Logo
Aktuell Neckar/Erms

Herzliches Miteinander

METZINGEN. Als »buntes Treiben rund um die Diakonie« bezeichnete Friedemann Salzer, Leiter der Behindertenhilfe Ermstal, das Diakoniefestival am Sonntag auf dem Metzinger Rathausplatz. Über den ganzen Tag verteilt feierten Menschen mit und ohne Behinderung in verschiedenster Art und Weise. Los ging es morgens mit einem Gottesdienst von Pfarrer Bernd Weißenborn.
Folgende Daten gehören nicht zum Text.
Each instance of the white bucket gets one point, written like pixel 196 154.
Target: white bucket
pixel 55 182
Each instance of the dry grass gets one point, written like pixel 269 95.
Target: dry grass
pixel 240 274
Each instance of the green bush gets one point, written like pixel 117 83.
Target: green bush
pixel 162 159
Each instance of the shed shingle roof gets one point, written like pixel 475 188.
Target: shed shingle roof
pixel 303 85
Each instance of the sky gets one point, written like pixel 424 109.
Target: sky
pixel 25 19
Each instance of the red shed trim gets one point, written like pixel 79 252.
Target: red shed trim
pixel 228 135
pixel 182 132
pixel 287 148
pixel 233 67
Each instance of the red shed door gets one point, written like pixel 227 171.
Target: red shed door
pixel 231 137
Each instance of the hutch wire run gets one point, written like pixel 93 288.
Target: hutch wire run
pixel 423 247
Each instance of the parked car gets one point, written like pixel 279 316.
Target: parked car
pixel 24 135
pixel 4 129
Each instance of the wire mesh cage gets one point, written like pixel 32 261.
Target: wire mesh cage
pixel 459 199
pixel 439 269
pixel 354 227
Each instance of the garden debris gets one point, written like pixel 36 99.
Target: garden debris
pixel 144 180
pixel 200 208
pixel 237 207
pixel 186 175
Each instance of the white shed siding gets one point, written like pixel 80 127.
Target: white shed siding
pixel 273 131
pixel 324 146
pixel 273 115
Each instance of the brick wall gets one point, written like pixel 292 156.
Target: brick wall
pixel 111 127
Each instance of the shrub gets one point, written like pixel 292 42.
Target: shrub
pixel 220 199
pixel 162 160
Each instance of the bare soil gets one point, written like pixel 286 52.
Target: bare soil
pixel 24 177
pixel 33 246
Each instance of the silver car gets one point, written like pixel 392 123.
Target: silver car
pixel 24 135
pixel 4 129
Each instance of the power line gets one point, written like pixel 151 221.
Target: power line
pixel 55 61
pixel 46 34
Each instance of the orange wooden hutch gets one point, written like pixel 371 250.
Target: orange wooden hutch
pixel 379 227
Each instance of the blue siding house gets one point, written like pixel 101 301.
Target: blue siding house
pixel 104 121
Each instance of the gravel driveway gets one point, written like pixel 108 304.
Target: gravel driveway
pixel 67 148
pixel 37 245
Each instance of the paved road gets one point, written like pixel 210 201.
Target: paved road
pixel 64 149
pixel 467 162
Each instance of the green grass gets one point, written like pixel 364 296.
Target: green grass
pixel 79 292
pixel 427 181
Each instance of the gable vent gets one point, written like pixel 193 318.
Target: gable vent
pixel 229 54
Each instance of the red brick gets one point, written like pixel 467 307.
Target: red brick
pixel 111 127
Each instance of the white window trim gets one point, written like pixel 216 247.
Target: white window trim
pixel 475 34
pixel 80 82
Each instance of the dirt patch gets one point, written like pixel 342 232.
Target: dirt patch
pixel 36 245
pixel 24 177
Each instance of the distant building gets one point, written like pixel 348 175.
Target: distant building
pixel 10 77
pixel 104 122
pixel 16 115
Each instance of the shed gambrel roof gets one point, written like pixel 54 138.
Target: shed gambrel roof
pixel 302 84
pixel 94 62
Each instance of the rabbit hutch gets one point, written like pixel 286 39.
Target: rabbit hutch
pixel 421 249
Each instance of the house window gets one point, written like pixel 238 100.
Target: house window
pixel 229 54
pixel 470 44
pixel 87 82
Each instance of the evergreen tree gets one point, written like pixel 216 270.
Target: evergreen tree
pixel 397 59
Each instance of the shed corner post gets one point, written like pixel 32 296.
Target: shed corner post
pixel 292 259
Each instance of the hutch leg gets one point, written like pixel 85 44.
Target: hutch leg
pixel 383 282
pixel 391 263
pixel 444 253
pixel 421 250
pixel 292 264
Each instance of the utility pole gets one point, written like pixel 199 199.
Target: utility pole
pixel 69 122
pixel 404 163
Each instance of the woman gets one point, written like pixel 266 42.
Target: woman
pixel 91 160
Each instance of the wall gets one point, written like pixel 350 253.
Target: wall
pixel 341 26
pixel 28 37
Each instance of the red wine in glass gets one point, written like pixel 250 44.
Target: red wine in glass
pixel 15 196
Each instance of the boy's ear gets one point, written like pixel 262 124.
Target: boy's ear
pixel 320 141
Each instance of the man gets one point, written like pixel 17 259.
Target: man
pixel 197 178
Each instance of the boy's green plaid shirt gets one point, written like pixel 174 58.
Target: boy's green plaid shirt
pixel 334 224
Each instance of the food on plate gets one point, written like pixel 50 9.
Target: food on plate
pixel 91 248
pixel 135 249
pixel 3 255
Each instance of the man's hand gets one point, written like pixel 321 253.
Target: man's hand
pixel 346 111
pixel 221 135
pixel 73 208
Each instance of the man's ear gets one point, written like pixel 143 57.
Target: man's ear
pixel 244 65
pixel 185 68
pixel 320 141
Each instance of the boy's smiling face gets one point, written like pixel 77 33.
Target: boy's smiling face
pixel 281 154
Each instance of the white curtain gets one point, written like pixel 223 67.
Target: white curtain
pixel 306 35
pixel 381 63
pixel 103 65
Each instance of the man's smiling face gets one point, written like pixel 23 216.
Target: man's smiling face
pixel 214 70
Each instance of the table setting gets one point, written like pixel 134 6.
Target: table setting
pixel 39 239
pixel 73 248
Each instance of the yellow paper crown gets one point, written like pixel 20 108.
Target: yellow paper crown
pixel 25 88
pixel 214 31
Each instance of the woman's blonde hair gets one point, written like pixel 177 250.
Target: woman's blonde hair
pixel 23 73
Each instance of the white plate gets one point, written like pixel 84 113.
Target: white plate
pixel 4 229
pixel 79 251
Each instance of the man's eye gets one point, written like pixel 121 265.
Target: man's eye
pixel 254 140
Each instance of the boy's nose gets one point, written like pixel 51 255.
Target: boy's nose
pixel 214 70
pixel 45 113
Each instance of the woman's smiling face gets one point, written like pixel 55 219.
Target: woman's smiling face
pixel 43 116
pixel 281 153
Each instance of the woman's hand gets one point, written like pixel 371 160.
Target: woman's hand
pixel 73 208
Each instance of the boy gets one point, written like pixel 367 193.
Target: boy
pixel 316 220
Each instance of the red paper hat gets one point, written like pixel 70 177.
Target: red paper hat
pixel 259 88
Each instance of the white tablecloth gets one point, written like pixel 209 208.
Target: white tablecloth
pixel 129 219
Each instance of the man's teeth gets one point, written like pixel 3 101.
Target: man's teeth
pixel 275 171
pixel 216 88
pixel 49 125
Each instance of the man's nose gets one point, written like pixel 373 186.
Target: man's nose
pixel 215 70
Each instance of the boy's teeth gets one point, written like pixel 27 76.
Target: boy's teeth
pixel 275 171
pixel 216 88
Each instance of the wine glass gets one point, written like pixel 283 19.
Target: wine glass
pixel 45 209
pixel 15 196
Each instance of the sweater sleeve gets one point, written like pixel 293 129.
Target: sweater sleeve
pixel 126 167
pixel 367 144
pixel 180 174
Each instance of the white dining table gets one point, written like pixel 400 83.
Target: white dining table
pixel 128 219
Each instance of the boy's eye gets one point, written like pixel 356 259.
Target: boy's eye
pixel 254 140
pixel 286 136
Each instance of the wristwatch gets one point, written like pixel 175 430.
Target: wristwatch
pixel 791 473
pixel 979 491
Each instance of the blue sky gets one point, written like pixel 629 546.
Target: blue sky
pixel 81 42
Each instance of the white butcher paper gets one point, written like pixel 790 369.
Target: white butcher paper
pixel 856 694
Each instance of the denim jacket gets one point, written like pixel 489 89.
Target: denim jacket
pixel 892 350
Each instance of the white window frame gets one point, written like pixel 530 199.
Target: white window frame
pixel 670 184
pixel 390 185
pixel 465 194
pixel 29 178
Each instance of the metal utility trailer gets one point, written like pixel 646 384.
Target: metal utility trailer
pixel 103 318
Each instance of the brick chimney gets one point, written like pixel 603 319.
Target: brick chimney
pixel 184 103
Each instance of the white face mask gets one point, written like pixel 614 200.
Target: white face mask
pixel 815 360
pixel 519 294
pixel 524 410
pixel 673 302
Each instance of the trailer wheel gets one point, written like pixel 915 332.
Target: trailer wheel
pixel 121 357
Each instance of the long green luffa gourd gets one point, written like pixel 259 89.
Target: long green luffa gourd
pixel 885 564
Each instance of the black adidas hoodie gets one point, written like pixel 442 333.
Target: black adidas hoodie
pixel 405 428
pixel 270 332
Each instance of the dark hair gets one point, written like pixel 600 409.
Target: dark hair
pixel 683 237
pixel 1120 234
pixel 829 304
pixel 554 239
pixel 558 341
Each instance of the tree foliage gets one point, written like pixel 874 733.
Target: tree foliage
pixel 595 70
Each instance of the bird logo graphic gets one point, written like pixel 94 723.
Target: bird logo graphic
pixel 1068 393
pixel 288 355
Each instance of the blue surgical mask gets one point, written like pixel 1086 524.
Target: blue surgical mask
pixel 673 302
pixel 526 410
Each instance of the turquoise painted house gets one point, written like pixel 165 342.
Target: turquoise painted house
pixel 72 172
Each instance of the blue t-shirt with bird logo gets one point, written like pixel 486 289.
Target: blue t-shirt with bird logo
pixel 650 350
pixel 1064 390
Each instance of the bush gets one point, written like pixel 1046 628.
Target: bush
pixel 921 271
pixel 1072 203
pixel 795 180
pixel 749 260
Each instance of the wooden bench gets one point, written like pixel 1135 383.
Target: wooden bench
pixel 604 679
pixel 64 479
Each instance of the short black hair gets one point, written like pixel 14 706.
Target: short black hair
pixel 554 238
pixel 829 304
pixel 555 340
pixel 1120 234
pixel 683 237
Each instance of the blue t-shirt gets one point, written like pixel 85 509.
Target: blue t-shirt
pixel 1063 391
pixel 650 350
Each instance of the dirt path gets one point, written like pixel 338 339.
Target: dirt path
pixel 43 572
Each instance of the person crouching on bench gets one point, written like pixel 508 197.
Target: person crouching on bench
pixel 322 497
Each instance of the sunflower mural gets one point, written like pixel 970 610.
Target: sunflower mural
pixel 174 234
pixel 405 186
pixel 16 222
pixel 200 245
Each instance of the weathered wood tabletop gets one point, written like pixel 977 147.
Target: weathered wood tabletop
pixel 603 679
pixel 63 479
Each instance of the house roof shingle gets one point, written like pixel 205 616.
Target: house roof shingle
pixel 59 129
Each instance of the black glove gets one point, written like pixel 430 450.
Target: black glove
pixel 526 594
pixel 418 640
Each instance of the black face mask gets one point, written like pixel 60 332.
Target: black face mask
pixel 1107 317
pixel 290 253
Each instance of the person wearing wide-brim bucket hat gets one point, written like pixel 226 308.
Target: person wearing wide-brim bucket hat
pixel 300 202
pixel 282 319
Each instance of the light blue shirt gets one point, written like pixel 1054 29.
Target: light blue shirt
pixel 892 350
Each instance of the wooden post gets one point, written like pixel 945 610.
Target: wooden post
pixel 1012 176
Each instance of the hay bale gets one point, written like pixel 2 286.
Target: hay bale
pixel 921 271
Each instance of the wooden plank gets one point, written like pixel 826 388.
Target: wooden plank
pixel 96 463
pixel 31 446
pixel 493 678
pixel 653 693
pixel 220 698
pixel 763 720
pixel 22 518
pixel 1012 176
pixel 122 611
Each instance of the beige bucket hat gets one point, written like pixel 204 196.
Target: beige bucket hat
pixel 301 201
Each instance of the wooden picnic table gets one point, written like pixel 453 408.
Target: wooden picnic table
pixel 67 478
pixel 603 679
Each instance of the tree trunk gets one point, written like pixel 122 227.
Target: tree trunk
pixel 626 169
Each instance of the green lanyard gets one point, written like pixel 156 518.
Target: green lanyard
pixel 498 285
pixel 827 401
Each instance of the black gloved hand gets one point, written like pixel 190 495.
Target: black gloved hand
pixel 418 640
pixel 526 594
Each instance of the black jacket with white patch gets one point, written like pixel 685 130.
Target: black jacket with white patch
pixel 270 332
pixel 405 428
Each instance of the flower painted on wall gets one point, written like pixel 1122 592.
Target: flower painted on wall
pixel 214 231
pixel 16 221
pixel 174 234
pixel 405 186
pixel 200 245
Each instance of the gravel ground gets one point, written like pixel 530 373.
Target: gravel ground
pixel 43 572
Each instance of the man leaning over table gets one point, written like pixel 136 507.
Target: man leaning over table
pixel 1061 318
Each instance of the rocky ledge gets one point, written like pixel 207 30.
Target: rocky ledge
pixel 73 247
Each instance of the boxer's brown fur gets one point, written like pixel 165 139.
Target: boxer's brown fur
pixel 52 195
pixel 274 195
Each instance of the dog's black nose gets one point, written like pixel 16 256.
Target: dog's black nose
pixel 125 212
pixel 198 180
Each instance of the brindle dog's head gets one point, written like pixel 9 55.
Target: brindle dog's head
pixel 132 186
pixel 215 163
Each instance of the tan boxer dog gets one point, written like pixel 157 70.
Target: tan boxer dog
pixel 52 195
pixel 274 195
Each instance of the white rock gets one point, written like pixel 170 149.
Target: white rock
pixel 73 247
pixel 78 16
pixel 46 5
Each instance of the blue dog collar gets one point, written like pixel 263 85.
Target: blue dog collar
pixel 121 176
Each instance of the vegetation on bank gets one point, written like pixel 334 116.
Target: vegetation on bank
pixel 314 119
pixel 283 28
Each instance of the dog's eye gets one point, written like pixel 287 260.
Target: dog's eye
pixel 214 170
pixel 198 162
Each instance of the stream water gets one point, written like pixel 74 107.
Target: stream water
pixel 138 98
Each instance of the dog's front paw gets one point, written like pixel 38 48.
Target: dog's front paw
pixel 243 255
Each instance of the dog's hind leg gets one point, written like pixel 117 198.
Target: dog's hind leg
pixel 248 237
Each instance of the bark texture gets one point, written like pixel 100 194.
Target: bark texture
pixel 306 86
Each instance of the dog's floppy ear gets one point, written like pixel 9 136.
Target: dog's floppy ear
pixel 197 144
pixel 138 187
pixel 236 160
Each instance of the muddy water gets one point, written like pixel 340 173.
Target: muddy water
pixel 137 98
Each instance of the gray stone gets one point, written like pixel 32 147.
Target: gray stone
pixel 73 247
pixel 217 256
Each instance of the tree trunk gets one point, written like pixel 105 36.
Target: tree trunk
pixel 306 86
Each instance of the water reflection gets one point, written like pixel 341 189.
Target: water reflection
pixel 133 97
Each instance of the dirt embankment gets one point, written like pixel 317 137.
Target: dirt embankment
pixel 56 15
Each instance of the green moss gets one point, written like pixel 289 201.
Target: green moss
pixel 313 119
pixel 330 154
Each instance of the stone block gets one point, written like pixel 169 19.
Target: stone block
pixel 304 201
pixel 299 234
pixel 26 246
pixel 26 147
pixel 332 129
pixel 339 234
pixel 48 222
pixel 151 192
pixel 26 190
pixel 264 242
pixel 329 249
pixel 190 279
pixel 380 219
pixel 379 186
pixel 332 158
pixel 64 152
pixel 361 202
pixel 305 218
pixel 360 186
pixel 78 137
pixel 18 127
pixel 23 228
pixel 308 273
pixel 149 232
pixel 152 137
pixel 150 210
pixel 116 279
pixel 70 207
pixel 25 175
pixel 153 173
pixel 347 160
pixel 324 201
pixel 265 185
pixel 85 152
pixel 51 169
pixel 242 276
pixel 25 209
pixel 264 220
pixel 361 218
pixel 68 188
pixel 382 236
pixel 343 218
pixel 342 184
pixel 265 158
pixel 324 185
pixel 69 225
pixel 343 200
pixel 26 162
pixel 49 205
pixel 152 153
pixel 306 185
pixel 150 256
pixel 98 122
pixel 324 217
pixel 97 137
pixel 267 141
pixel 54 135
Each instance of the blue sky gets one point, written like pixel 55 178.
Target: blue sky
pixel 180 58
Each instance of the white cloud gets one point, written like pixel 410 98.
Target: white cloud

Ab 11 Uhr wurden dann auf dem Rathausvorplatz kulinarische Köstlichkeiten aus den diakonischen Einrichtungen im Ermstal sowie Produkte aus den Werkstätten der Bruderhaus-Diakonie verkauft. Auf einer großen Bühne gab es verschiedene musikalische und künstlerische Auftritte.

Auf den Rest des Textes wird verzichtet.